I am unclear abut Vertex AI pricing for model predictions. In the documentation, under the heading More about automatic scaling of prediction nodes one of the points mentioned is:
"If you choose automatic scaling, the number of nodes scales automatically, and can scale down to zero for no-traffic durations"
The example provided in the documentation later also seems to suggest that during a period with no traffic, zero nodes are in use. However, when I create an Endpoint in Vertex AI, under the Autoscaling heading it says:
"Autoscaling: If you set a minimum and maximum, compute nodes will scale to meet traffic demand within those boundaries"

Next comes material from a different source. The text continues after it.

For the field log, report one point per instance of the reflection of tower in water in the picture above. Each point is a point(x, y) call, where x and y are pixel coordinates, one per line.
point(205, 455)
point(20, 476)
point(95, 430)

The value of 0 under "Minimum number of compute nodes" is not allowed so you have to enter 1 or greater, and it is mentioned that:
Default is 1. If set to 1 or more, then compute resources will continuously run even without traffic demand. This can increase cost but avoid dropped requests due to node initialization.
My question is, what happens when I select autoscaling by setting Minimum to 1 and Maximum to, say, 10. Does 1 node always run continuously? Or does it scale down to 0 nodes in no traffic condition as the documentation suggests.
To test I deployed an Endpoint with Autoscaling (min and max set to 1) and then when I sent a prediction request the response was almost immediate, suggesting the node was already up. I did that again after about an hour and again the response was immediate suggesting that the node never shut down probably. Also, for high latency requirements, is having autoscale to 0 nodes, if that is indeed possible, even practical, i.e., what latency can we expect for starting up from 0 nodes?